Do you need weightlifting shoes?

Weightlifting shoes, sometimes erroneously called “squat shoes,” are shoes designed for the sport of Olympic weightlifting. They feature a hard, elevated heel, velcro straps, and a tight toe box.


Weightlifting shoes exist because the goal of Olympic weightlifting is to lift as much weight as possible. The sport requires some pretty extreme positions (such as an ass-to-grass overhead squat), and the elevated heel facilitates stronger deep-squat positions while assisting the athlete with stabilization.
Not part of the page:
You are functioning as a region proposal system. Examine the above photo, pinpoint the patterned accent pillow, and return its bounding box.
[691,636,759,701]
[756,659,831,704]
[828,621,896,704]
These types of shoes have bled into other strength sports, and are sometimes recommended for recreational lifters or competitive powerlifters. A good question to determine whether you need shoes designed for Olympic weightlifting is:

Are you an Olympic weightlifter?

If you answered no, then you probably do not need weightlifting shoes. If you are competitive powerlifter, the elevated heel may make attaining competition depth (hip crease below the top of the knee) a bit easier; that’s because a raised heel reduces the amount of dorsiflexion required at any given point in the squat, making it easier for the knee to travel past the toes so the athlete can sit into a full squat. However, powerlifting doesn’t require much ankle mobility, so simple stretches may be more beneficial - and certainly more cost-effective -than purchasing a $200 pair of shoes.

Advocates of weightlifting shoes might tell you that you should get them for “stability.” This is nonsense. Here’s powerlifter Chris Duffin squatting 805lbs in bare feet:


And here’s world record holder Dennis Cornelius squatting 795lbs in bare feet:


Do you think these lifters are having trouble with “stability”? Of course not. Your feet are stable, and a stable base is indeed a skill unto itself that can be learned - one which weightlifting shoes might actually inhibit in novice lifters. This doesn’t mean you need to squat in bare feet (although doing so can be a great tool for developing even pressure through the foot). You ought to avoid shoes with a soft insole (like running shoes) when lifting heavy weights, but any flat, firm, comfortable shoe will do just fine.